April 23, 2020
Ontario Premier Doug Ford has extended all emergency orders that have been put in place to-date under s.7.0.2 (4) of the Emergency Management and Civil Protection Act until May 6, 2020.
The emergency order extension
includes the continued closure of outdoor amenities in parks and recreational areas, non-essential workplaces, public places and bars and restaurants, along with restrictions on social gatherings and limiting staff from working in more than one retirement home or long-term care home.
The Ontario government currently has the authority to extend any emergency orders pertaining to COVID-19 until May 12, 2020. Per the Emergency Management and Civil Protection Act, the government will have to recall the legislature to extend the period of emergency for an additional 28 days, the maximum extension period permitted by law. The Ontario Legislature is scheduled to reconvene on May 12, 2020, presumably for this purpose.
Today’s extension comes on the heels of the updated numbers coming in from the province, particularly its long-term care homes. With daily tests hitting 10,000 tests performed, the province recorded a new daily high of 634 cases. As outlined by public health officials earlier this week, a continuing trend of falling percentage increases in new cases and hospitalizations suggests that social distancing measures are succeeding in slowing community spread. At the same time, the situation in Ontario’s long-term care homes is stark and sobering. With 516 deaths (up from 447 yesterday, April 22) and 132 outbreaks (up from 127 yesterday) in these facilities, long-term care now represents 72 per cent of all COVID-19 deaths in Ontario.
Facing growing alarm over the spread of COVID-19 in these vulnerable settings – a situation that has touched the Premier’s family directly – the Ontario government announced new measures to protect the vulnerable during the COVID-19 pandemic. Todd Smith, Minister of Children, Community and Social Services, provided details on the province’s new COVID-19 Action Plan for Vulnerable People
, building upon previous efforts to protect congregated residential settings, including long-term care facilities, homes that serve those with developmental disabilities, shelters for survivors of domestic violence and human trafficking, homeless shelters, children and youth residential centres, and Indigenous communities.

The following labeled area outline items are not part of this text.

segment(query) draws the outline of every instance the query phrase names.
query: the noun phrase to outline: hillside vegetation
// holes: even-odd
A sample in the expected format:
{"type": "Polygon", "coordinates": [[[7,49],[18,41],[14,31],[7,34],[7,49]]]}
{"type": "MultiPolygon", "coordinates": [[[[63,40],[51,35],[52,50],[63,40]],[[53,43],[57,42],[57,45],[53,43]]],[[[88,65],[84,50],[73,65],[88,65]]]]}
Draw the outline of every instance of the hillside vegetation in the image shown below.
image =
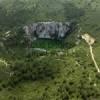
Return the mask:
{"type": "Polygon", "coordinates": [[[88,45],[78,38],[87,32],[96,39],[100,67],[99,18],[99,0],[0,0],[0,100],[99,100],[100,74],[88,45]],[[76,26],[62,41],[38,39],[29,45],[22,27],[41,21],[76,26]]]}

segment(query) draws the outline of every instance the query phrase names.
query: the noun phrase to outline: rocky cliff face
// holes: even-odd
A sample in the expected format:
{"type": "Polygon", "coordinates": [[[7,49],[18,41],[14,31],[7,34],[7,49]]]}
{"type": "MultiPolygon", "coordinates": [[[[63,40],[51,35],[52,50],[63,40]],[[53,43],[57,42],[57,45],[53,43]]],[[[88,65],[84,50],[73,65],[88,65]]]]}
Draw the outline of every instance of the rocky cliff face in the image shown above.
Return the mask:
{"type": "Polygon", "coordinates": [[[30,41],[37,38],[63,39],[72,30],[71,22],[37,22],[23,27],[25,37],[30,41]]]}

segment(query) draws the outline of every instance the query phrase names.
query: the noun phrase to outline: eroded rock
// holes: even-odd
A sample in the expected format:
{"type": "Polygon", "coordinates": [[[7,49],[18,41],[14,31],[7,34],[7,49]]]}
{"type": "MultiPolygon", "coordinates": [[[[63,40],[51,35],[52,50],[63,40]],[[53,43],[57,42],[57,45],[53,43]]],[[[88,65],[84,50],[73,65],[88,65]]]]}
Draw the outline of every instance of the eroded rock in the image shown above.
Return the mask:
{"type": "Polygon", "coordinates": [[[23,27],[30,41],[37,38],[63,39],[72,30],[72,22],[37,22],[23,27]]]}

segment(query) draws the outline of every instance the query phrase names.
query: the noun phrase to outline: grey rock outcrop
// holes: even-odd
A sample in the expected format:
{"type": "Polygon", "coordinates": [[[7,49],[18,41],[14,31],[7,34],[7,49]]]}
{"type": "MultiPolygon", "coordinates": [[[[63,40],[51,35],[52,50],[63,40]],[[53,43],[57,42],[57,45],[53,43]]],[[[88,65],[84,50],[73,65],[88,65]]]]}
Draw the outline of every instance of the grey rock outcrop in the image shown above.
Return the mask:
{"type": "Polygon", "coordinates": [[[37,38],[63,39],[72,30],[72,22],[37,22],[23,27],[30,41],[37,38]]]}

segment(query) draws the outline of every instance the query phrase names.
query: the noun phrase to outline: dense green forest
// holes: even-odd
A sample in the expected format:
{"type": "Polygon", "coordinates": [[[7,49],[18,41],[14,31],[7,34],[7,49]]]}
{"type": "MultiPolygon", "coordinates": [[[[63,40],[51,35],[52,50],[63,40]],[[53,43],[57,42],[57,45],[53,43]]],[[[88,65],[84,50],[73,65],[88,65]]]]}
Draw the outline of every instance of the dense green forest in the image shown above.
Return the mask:
{"type": "Polygon", "coordinates": [[[99,0],[0,0],[0,100],[100,100],[99,0]],[[75,22],[63,40],[37,39],[23,27],[33,22],[75,22]],[[41,48],[42,51],[34,50],[41,48]]]}

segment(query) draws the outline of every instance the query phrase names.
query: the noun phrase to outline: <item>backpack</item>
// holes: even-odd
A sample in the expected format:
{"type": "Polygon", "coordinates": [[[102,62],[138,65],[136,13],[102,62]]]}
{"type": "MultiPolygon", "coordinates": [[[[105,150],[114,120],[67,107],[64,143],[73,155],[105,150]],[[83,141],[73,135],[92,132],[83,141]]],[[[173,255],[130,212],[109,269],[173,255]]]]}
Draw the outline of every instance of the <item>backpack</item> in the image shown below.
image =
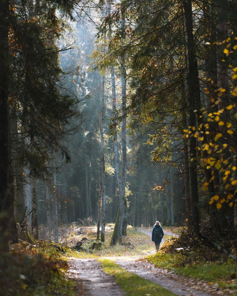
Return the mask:
{"type": "Polygon", "coordinates": [[[154,231],[154,236],[156,239],[158,239],[161,237],[161,228],[155,227],[154,231]]]}

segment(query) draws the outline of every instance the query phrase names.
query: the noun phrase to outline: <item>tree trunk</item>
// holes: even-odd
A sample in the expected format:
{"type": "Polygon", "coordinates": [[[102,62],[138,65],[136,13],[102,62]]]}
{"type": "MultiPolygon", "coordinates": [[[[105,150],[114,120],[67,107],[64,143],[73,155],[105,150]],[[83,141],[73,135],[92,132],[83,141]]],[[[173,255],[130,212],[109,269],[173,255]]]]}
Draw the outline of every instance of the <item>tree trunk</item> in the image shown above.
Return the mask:
{"type": "MultiPolygon", "coordinates": [[[[12,139],[11,154],[12,158],[13,174],[15,176],[15,196],[14,200],[15,219],[17,222],[20,223],[24,217],[25,205],[25,197],[23,177],[24,173],[22,167],[18,163],[19,154],[17,152],[19,146],[22,147],[22,140],[19,140],[17,126],[17,119],[16,112],[14,110],[11,112],[11,130],[12,139]]],[[[23,148],[23,147],[22,147],[23,148]]]]}
{"type": "Polygon", "coordinates": [[[104,145],[104,112],[105,100],[105,76],[103,76],[102,85],[102,107],[101,116],[100,114],[100,165],[101,167],[101,233],[100,240],[105,241],[105,167],[104,145]]]}
{"type": "Polygon", "coordinates": [[[87,148],[85,152],[85,177],[86,185],[86,217],[87,219],[89,218],[89,191],[88,182],[88,164],[87,153],[87,148]]]}
{"type": "MultiPolygon", "coordinates": [[[[8,32],[10,19],[9,3],[6,0],[0,1],[0,250],[8,250],[9,235],[7,225],[12,217],[9,215],[9,207],[12,201],[9,197],[8,182],[9,176],[9,133],[10,131],[8,107],[8,84],[9,74],[8,57],[8,32]]],[[[12,213],[14,215],[14,212],[12,213]]]]}
{"type": "Polygon", "coordinates": [[[49,208],[49,193],[48,184],[47,184],[45,186],[45,196],[46,199],[46,209],[47,210],[47,224],[48,232],[49,233],[49,239],[50,239],[51,233],[51,221],[50,221],[50,209],[49,208]]]}
{"type": "MultiPolygon", "coordinates": [[[[56,167],[55,162],[54,169],[54,184],[55,191],[57,190],[56,187],[56,167]]],[[[55,230],[54,233],[54,240],[56,243],[58,242],[58,202],[57,194],[55,193],[55,230]]]]}
{"type": "Polygon", "coordinates": [[[38,239],[39,237],[38,227],[38,215],[37,208],[37,195],[36,189],[36,180],[34,177],[31,176],[31,207],[34,210],[31,214],[31,233],[34,237],[38,239]]]}
{"type": "Polygon", "coordinates": [[[89,180],[88,182],[88,200],[89,201],[89,215],[93,216],[92,207],[91,206],[91,184],[92,180],[92,163],[93,160],[93,155],[92,155],[90,161],[90,166],[89,169],[89,180]]]}
{"type": "MultiPolygon", "coordinates": [[[[121,23],[123,30],[125,30],[125,18],[124,17],[123,9],[121,9],[121,23]]],[[[125,67],[125,55],[122,53],[121,59],[121,79],[122,86],[122,116],[121,141],[121,183],[120,190],[119,208],[118,211],[114,229],[110,242],[110,245],[116,244],[121,242],[122,229],[124,219],[125,203],[125,190],[126,185],[126,175],[127,168],[127,154],[126,143],[126,71],[125,67]]]]}
{"type": "MultiPolygon", "coordinates": [[[[192,1],[191,0],[184,0],[183,3],[185,21],[188,62],[188,81],[189,88],[190,124],[191,126],[196,127],[196,113],[194,111],[196,109],[196,104],[200,102],[200,92],[197,64],[194,52],[192,1]]],[[[198,234],[200,231],[196,147],[196,138],[193,136],[193,134],[191,134],[190,138],[190,179],[192,214],[193,232],[195,235],[198,234]]]]}
{"type": "Polygon", "coordinates": [[[165,200],[166,202],[166,207],[167,210],[167,220],[169,224],[171,221],[171,211],[170,210],[170,189],[168,190],[165,195],[165,200]]]}

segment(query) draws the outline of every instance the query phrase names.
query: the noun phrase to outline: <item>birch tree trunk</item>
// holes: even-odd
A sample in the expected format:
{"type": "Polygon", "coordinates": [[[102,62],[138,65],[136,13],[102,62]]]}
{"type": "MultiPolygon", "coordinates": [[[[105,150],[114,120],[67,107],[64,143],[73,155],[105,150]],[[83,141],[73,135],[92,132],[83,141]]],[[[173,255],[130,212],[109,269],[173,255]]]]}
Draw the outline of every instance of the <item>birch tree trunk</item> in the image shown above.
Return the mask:
{"type": "Polygon", "coordinates": [[[88,182],[88,164],[87,163],[87,148],[85,152],[85,177],[86,184],[86,218],[89,218],[89,184],[88,182]]]}
{"type": "Polygon", "coordinates": [[[100,118],[100,165],[101,166],[101,233],[100,240],[105,241],[105,167],[104,145],[104,112],[105,106],[105,75],[103,76],[102,85],[102,106],[100,118]]]}
{"type": "Polygon", "coordinates": [[[89,169],[89,181],[88,182],[88,200],[89,201],[89,215],[93,216],[92,207],[91,205],[91,184],[92,181],[92,163],[93,160],[93,155],[92,154],[90,161],[90,166],[89,169]]]}

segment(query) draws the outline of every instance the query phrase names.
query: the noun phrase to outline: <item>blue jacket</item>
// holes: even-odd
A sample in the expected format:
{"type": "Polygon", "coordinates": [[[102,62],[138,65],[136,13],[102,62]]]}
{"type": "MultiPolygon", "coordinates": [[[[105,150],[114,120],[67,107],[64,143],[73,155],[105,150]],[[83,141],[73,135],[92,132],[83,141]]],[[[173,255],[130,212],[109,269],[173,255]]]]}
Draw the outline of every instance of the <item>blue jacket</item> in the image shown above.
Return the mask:
{"type": "Polygon", "coordinates": [[[163,237],[164,236],[164,233],[163,232],[163,231],[162,230],[162,228],[159,225],[157,224],[155,226],[154,226],[153,227],[153,229],[152,230],[152,234],[151,235],[151,240],[153,242],[161,242],[161,240],[163,238],[163,237]],[[158,239],[156,238],[154,236],[154,230],[155,228],[158,228],[159,227],[161,227],[160,231],[161,231],[161,236],[160,237],[159,237],[158,239]]]}

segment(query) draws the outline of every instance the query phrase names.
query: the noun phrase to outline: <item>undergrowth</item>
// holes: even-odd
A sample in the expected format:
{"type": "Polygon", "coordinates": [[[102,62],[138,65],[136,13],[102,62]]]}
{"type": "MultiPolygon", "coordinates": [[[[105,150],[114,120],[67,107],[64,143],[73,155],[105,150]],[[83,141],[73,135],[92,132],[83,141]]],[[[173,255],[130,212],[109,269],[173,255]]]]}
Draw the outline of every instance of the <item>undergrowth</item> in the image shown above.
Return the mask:
{"type": "Polygon", "coordinates": [[[66,261],[55,248],[41,243],[37,247],[23,243],[0,254],[0,295],[4,296],[76,296],[66,261]]]}
{"type": "MultiPolygon", "coordinates": [[[[81,249],[79,251],[71,250],[68,250],[68,256],[80,258],[96,258],[106,255],[114,256],[140,256],[147,255],[153,251],[154,243],[150,238],[147,237],[144,233],[135,228],[128,228],[127,235],[122,238],[122,243],[118,244],[113,247],[110,246],[113,229],[108,229],[105,233],[105,242],[101,243],[99,246],[97,246],[92,250],[91,246],[93,243],[96,242],[96,233],[92,231],[87,235],[87,239],[83,241],[81,249]]],[[[81,239],[81,236],[77,237],[78,240],[81,239]]],[[[71,244],[75,243],[77,237],[74,237],[71,239],[71,244]]],[[[97,242],[101,243],[99,241],[97,242]]],[[[70,247],[69,245],[69,248],[70,247]]]]}
{"type": "Polygon", "coordinates": [[[237,296],[237,265],[220,250],[202,239],[194,243],[181,236],[166,239],[158,252],[147,258],[156,266],[178,274],[216,284],[237,296]]]}

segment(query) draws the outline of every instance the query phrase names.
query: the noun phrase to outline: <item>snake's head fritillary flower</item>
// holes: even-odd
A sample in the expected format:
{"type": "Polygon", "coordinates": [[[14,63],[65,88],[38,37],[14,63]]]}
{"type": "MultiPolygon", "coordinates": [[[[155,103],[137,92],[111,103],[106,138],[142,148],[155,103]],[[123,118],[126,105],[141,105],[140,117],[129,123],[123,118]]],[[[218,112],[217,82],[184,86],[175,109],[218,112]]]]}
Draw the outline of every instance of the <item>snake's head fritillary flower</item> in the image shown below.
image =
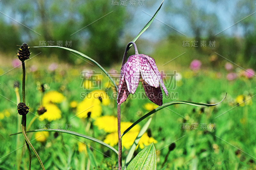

Enhanced measures that will be implemented in the coming days include:
- Increased screening of visitors, staff and residents.
- Mandating masks in high-risk settings.
- Providing additional personal protective equipment and training to use it.
- Limiting staff from working at more than one congregate care facility in certain high-risk settings.
- More training and education on how to address an outbreak.
- Maintaining staffing levels and managing staff shortages.
This follows yesterday’s announcement that the Ontario government had requested support from the Canadian Forces and the Public Health Agency of Canada to further assist in its response to the growing crisis in long-term care facilities. Specific details are still being arranged, including what Federal resources will be deployed and to which facilities.
The Ontario government has stressed that it remains premature to discuss plans to relax restrictions on day-to-day economic activity throughout the province, a step that the less-impacted Saskatchewan government unveiled today. However, the government remains flexible in trying to address emerging issues affecting specific sectors of the economy as they emerge.
Particular attention is being given to seasonal businesses that are heavily dependent on time-limited commercial activities, especially if they are able to conduct business with social distancing measures in place. Following media coverage on the risk faced by garden centres and nurseries prohibited from opening, Premier Ford committed today that they will be permitted to open to the public subject to specific requirements to be released in the coming day.